9  Castle Of Good Hope, South Africa- Doesn't Quite Live Up To Its Name

The happy, sunshine-yellow walls of the Castle of Good Hope fit right in among the palms and humid Cape Town weather. Its pentagonal outer wall makes for a star-shaped grounds, a lovely view if seen from above.

But the castle wasn’t always a cheery tourism site, in fact, it was long associated with slavery and military hardships.

It is the last remaining colonial building, and the oldest in South Africa, built in the 17th century atop an older fort. It was commissioned by the Dutch, but ultimately completed due to forced labour.

8 Leap Castle, Ireland- This Imposing Castle Is Now A Family Home

Tucked away in Ireland’s Slieve Bloom mountains is a small tower house castle, teetering off the edge of a hillside. It’s a well-preserved relic of the 16th century, and the subject of many legends in the Irish midlands.

The construction of Leap Castle was overseen by the O’Carroll clan, and it’s said that two brothers from the O’Bannons were meant to leap off the ledge, the survivor winning the rights to the castle, earning it its name and a future plagued with violence.

The current owners of the castle offer private tours of their remodeled home.

7 Medellín, Columbia- Once Dangerous, Now Buzzing With Tourists

The first thing that comes to mind when you hear the name, “Medellín,” is probably in reference to the extremely successful operation led by Escobar.

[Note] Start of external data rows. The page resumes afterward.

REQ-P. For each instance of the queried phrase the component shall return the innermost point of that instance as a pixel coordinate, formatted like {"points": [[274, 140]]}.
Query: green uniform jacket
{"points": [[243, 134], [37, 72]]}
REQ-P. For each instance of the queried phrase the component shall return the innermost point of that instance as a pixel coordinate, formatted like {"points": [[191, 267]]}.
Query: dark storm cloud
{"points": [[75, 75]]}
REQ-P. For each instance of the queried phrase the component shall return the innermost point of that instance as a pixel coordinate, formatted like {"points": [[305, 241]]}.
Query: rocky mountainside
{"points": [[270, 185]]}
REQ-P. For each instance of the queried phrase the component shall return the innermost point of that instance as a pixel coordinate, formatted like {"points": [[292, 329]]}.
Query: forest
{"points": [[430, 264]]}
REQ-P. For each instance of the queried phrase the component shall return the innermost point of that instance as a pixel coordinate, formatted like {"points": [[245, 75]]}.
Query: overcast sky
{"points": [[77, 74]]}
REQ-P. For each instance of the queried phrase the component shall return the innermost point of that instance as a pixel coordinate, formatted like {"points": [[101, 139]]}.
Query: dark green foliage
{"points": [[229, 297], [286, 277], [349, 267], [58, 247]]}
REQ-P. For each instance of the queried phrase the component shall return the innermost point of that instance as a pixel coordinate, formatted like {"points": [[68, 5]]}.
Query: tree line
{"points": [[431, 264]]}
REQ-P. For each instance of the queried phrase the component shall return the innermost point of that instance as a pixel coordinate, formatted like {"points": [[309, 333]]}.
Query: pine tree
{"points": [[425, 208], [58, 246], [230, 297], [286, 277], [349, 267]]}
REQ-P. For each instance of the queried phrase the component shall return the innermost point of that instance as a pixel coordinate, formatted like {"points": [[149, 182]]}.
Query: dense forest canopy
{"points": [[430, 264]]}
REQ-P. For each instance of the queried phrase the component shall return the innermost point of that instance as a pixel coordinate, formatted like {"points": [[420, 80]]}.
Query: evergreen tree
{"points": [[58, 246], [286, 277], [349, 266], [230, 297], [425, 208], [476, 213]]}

You don’t picture a vibrant, modern Colombian city that’s been reborn since its days of the 1980s.

Once known as the most dangerous city in the world, Medellín now has a booming ecotourism industry and hosts an annual flower festival, as well as other seasonal festivals. It’s also got sprawling museums, all centrally located near Botero Plaza. Medellín is no longer for dangerous criminals, but youthful tourists.

6 Darién Gap, Panama- a stretch of remote jungle, where almost anything goes

If dangerous weapon-wielding groups and cartel activity don’t scare you, maybe the thousands of lethal insects and animals that roam the Darien Gap will.

Between the borders of Panama and Colombia is a stretch of remote jungle, where almost anything goes. This is the Darien Gap, and it forms a blockade along the Pan-American Highway.

Outsiders rarely attempt to travel this stretch of rainforest, but groups of hikers will occasionally venture into the jungle. Common sense tells you not to do this without extreme preparation and guidance, as it’s very easy to get lost in the untamed rainforest.